Direction 28: Reimplementation security

This direction is concerned with individuals modifying or reimplementing AI systems in a multi/multi scenario, in cases were these changes could break the safety of the overall interacting system. Without proper security, unsafe reimplementation by careless or malicious actors could cause all Tier 1 risks.

Direction 29: Human-compatible equilibria

This final research direction is concerned with developing a more realistic understanding of the game-theoretic equilibria where some agents are humans. We want to guarantee that the human agents will not be destroyed or replaced.

Common Side Effects

Most, if not all, of the research directions have a section on side effects which could result from the research. These are often very specific to the research, but there are also some common themes.

The most common potential side effect is the research resulting in a false sense of security. Even if a problem is solved for a weak system or a single system, the problem may not be solved if the system becomes prepotent or in a scenario where there are multiple AI systems. For directions concerned with proofs and formal verification, a result may hold for strict assumptions but not work when more realistic assumptions are used.

A few of the research directions are concerned with allowing the AI to accurately model human decision making and cognition. These directions all have the effect that they may make it easier for an AI system to manipulate humans. Additionally, if an AI can gain a lot of information just from observing a human's actions, this may allow it to rapidly learn a lot of information which may lead to prepotence.

The comprehension research directions often involved the AI system(s) producing a human readable about the internal workings. For these directions to be useful, the reports must be an accurate reflection of the system's decision-making process, rather than just a post-hoc rationalization of its actions. Also, for these techniques to be useful the humans reading the reports have to believe them, and must be comfortable/able to talk about the risks from AI systems. Therefore if discourse around AI existential safety is impaired, these comprehension techniques become less useful.

Additional Thoughts

In this report there seem to be two main types of research directions about developing AI; directions which are used for directly building safe AI, and directions for building AI tools which will help us safely develop and use powerful AI. For example, most of the single/single research directions (e.g. transparency and explainability, calibrated confidence reports, preference learning, etc) seem applicable for building safe AI. While towards the end of the report (especially in the multiple stakeholder scenarios) there are more directions related to building AI systems which will hopefully lead to humans making good decisions (e.g. modeling human committee deliberation, moderating human belief disagreements).

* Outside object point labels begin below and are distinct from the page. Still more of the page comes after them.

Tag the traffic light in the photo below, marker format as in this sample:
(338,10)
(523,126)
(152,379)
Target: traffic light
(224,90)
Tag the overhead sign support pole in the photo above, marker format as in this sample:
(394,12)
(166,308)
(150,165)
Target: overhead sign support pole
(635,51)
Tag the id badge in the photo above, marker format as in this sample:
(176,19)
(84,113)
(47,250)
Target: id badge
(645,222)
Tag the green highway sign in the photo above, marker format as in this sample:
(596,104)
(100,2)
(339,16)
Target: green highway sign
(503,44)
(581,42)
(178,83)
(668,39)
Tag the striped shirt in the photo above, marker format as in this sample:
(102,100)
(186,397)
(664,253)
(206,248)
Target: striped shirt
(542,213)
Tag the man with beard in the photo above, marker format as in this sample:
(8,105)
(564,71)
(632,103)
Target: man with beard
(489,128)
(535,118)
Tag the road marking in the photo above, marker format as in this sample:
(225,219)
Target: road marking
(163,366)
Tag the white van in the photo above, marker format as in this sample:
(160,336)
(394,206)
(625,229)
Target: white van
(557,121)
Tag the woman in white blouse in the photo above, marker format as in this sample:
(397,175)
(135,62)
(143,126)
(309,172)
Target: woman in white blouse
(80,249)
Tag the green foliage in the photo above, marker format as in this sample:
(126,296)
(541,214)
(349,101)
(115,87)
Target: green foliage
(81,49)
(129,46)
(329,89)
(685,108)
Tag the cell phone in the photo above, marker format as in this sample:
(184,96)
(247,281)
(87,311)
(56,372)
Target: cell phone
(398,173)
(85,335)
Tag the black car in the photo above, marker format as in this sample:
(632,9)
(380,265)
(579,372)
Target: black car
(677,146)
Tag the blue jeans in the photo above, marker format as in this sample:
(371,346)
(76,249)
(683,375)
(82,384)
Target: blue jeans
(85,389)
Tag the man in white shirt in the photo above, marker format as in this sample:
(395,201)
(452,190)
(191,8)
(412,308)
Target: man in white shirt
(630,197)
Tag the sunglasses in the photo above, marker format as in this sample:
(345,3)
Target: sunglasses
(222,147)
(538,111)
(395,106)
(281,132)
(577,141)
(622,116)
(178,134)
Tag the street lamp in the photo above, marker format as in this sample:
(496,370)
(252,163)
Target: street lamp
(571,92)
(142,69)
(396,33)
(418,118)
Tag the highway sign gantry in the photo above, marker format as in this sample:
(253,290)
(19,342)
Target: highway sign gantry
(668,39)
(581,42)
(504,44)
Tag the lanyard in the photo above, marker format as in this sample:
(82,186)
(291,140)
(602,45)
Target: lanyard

Both these directions are about developing AI, but it seems useful to consider whether the aim of a research direction is to directly make a safe AI, or to make sure human stakeholders make good decisions around the use of AI. There are also research directions which fit partially into both of these categories or don't fit into either.

In a similar way, as the report progresses from the single/single research directions to multi/multi, the directions move from more concrete ideas related to computer science, and towards broader questions. These broader questions are more general, and cover areas related to decision making and group dynamics which are also relevant to fields outside of AI safety. This is probably to be expected, because almost all the AI safety work has so far been done on single/single delegation scenarios so the current research will dig deeper into specific questions. The more complicated multi agent scenarios have so far had less attention paid to them, and so the research is at an earlier stage and there are fewer specific questions to focus on.